What was going through their minds? What was Durant thinking, taking in a 32-point blowout in which he scored just 16 points on 6-of-15 shooting, his second-lowest scoring game of the season? What kind of emotion was his feeling after that? Anger? Embarrassment? Frustration? Disappointment?
“I’m not telling you,” Durant said.
“Because it’s over with,” he explained. “Move on. We just move past it and figure out what we have to do better. No crazy emotions. It’s not like we were upset and screaming at each other in the locker room after the game. That’s not going to make things better. We’ve just got to go out there and play better. So, no emotions.”

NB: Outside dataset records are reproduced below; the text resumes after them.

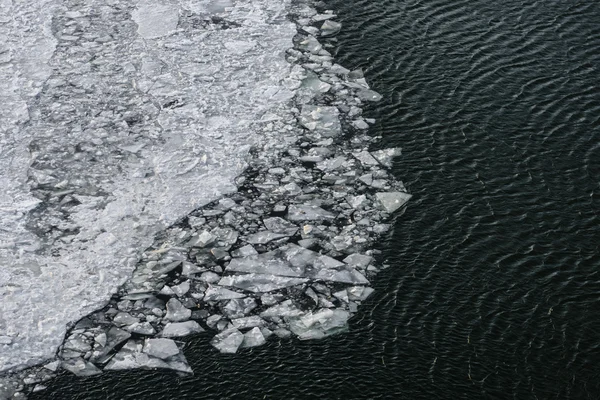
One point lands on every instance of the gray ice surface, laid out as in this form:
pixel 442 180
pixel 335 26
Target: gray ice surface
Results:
pixel 116 119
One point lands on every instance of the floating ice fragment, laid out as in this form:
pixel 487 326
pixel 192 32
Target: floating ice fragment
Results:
pixel 368 95
pixel 176 311
pixel 80 367
pixel 228 341
pixel 321 119
pixel 308 213
pixel 264 263
pixel 386 156
pixel 330 28
pixel 179 329
pixel 219 293
pixel 248 322
pixel 280 225
pixel 260 283
pixel 264 237
pixel 160 348
pixel 155 19
pixel 391 201
pixel 320 324
pixel 253 338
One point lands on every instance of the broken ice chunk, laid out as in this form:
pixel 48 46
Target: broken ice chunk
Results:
pixel 237 308
pixel 359 292
pixel 248 322
pixel 176 311
pixel 386 156
pixel 368 95
pixel 330 28
pixel 160 348
pixel 141 328
pixel 155 20
pixel 123 318
pixel 228 341
pixel 365 158
pixel 264 237
pixel 321 119
pixel 219 293
pixel 260 283
pixel 80 367
pixel 179 329
pixel 245 251
pixel 308 213
pixel 280 225
pixel 253 338
pixel 391 201
pixel 310 44
pixel 359 261
pixel 266 263
pixel 320 324
pixel 285 309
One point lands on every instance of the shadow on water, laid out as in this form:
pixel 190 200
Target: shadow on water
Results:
pixel 493 288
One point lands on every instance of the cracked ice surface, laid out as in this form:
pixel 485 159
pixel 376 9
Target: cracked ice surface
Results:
pixel 116 119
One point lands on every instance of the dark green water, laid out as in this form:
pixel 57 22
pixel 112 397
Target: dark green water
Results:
pixel 494 286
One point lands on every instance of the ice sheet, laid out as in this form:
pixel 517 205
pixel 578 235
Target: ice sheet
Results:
pixel 143 113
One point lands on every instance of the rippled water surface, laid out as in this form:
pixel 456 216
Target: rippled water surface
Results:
pixel 493 289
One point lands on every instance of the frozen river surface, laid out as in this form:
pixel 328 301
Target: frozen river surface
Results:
pixel 116 119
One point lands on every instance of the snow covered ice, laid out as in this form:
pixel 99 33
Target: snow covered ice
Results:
pixel 143 113
pixel 122 152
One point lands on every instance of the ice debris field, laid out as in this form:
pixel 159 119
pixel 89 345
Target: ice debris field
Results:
pixel 174 168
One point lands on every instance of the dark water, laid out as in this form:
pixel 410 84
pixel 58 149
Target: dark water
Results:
pixel 494 286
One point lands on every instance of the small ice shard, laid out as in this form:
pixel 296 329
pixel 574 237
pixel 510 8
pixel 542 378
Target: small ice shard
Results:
pixel 245 251
pixel 219 293
pixel 280 225
pixel 386 156
pixel 80 367
pixel 176 311
pixel 253 338
pixel 141 328
pixel 343 276
pixel 265 263
pixel 123 318
pixel 314 84
pixel 391 201
pixel 179 329
pixel 114 337
pixel 321 119
pixel 359 292
pixel 202 240
pixel 248 322
pixel 368 95
pixel 181 289
pixel 342 295
pixel 330 28
pixel 310 44
pixel 238 308
pixel 155 19
pixel 5 340
pixel 320 324
pixel 365 158
pixel 285 309
pixel 240 46
pixel 210 277
pixel 228 341
pixel 357 201
pixel 160 348
pixel 264 237
pixel 308 213
pixel 359 261
pixel 282 333
pixel 260 283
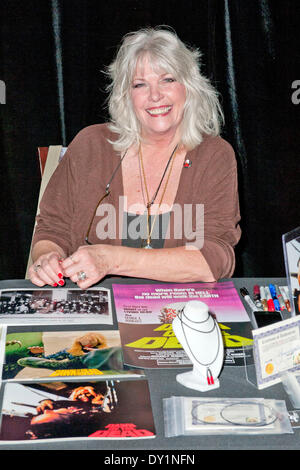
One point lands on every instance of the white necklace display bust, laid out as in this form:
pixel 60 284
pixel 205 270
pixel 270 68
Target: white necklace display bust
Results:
pixel 200 336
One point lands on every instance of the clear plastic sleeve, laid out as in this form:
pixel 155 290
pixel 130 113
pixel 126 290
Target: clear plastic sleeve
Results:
pixel 196 416
pixel 291 384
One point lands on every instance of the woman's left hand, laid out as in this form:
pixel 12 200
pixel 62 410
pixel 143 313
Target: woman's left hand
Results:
pixel 88 265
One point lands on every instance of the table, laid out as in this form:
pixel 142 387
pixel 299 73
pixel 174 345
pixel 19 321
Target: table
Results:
pixel 162 383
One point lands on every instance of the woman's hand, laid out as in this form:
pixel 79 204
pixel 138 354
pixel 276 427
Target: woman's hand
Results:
pixel 47 270
pixel 88 265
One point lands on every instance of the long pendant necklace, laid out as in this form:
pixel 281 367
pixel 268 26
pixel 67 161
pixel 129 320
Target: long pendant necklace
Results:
pixel 147 244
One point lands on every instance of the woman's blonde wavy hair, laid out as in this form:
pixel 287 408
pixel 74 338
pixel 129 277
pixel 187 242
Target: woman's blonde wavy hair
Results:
pixel 202 111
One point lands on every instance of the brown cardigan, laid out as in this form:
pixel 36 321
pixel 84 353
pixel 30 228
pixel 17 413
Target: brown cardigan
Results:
pixel 80 180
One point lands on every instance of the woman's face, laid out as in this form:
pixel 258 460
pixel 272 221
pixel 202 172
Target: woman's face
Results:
pixel 158 101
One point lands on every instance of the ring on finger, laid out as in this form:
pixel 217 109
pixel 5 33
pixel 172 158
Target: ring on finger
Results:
pixel 36 268
pixel 81 276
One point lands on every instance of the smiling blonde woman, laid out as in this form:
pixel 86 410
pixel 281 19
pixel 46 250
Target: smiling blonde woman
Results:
pixel 152 193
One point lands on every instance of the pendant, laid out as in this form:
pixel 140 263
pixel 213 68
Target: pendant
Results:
pixel 147 246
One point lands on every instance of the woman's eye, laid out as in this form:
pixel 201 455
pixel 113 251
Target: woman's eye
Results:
pixel 137 85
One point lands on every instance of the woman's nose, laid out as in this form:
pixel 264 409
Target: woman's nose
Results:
pixel 155 93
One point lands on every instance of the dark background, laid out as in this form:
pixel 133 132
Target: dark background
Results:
pixel 52 54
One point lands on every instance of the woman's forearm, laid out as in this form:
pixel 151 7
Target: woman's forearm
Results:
pixel 43 247
pixel 169 265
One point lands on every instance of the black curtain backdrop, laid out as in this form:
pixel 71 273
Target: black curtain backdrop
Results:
pixel 52 54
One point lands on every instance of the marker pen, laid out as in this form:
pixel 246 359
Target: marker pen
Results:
pixel 256 297
pixel 273 295
pixel 263 298
pixel 271 306
pixel 280 298
pixel 247 298
pixel 285 298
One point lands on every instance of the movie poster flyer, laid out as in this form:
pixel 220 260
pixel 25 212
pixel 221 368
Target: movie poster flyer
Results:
pixel 102 409
pixel 145 313
pixel 33 355
pixel 55 306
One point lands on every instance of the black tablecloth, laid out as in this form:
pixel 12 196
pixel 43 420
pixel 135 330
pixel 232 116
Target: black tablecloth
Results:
pixel 163 384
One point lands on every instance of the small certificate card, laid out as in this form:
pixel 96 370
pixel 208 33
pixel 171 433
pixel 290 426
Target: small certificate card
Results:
pixel 276 349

The way the Spurs blitzed the Thunder — virtually from the tipoff as Kawhi Leonard went uncontested to the rim for a dunk on the first possession — was startling. The Thunder looked unprepared and unfocused, with Westbrook saying they lacked intensity, energy and urgency. Those are the typical postgame crutches players tend to lean on when you get blown out by 32, but in this case, they seem to fit. The Thunder were rattled, and never responded. Durant noted that the game moved so fast it made it hard to react. The other thing that moved fast: the scoreboard, in the wrong direction.
The Thunder did their best to avoid invoking much of the “it’s only one game” jargon, but it is true: The Spurs don’t get to start Game 2 with a 32-point lead, even if they probably deserve to after the kind of performance they put in on Saturday. The Thunder had four days off to prepare for this Game 1, and now they have one to go back to the drawing board and sort out what went wrong.
“I don’t think watching from the sidelines — I’ll watch the tape tonight — I’m sitting there saying, ‘We can’t solve any of these things,'” Thunder coach Billy Donovan said. “Some of this stuff was self-induced on us, and I also want to give San Antonio a lot of credit because they made it very hard on us and played a great game.”
Here’s the scary part: Game 1 might’ve seemed like an outlier, an unusual playoff beatdown where one team snowballed momentum into a hefty blowout, but it really wasn’t that unique. The Thunder have never played well in San Antonio. They’ve beaten the Spurs once in six games at the AT&T Center in the postseason — Game 5 in 2012, when James Harden hit a dagger step-back 3 in the final minute. The average margin of those six losses: 25.1 points. The last four postseason trips? The closest game was a 17-point loss.
And that’s the harsh reality they face. If they’re somehow going to turn this series around and advance, they have to win at least once in this building, a fact the Thunder aren’t in denial about.
“They won one game on their home court,” Westbrook said. ” And now we’ve got to get ready and try and steal one here.”
Steal is an appropriate word, because it’s hard to imagine any other way the Thunder do it. They’ve proven over the 82-game schedule they aren’t disciplined enough to hang with the Spurs constant offensive churn. They lose their principles, they get mismatched in transition, and most concerning, they get lazy. The Spurs punish that kind of defensive insolence with their ruthless precision.
The Thunder’s shot lies in their stars. The reason some saw Oklahoma City as a legitimate threat to the 67-win Spurs, a team that was 40-1 at home this season, was because of the overwhelming excellence of Westbrook and Durant. Neither flashed much of that in Game 1 as they were left spectators to the Spur machine.
Durant wouldn’t divulge, so there’s a lot of mind-reading going on about how he felt following Game 1. If Durant, a free agent after the season, is forced to endure three more like that, he may have a whole other thing on his mind.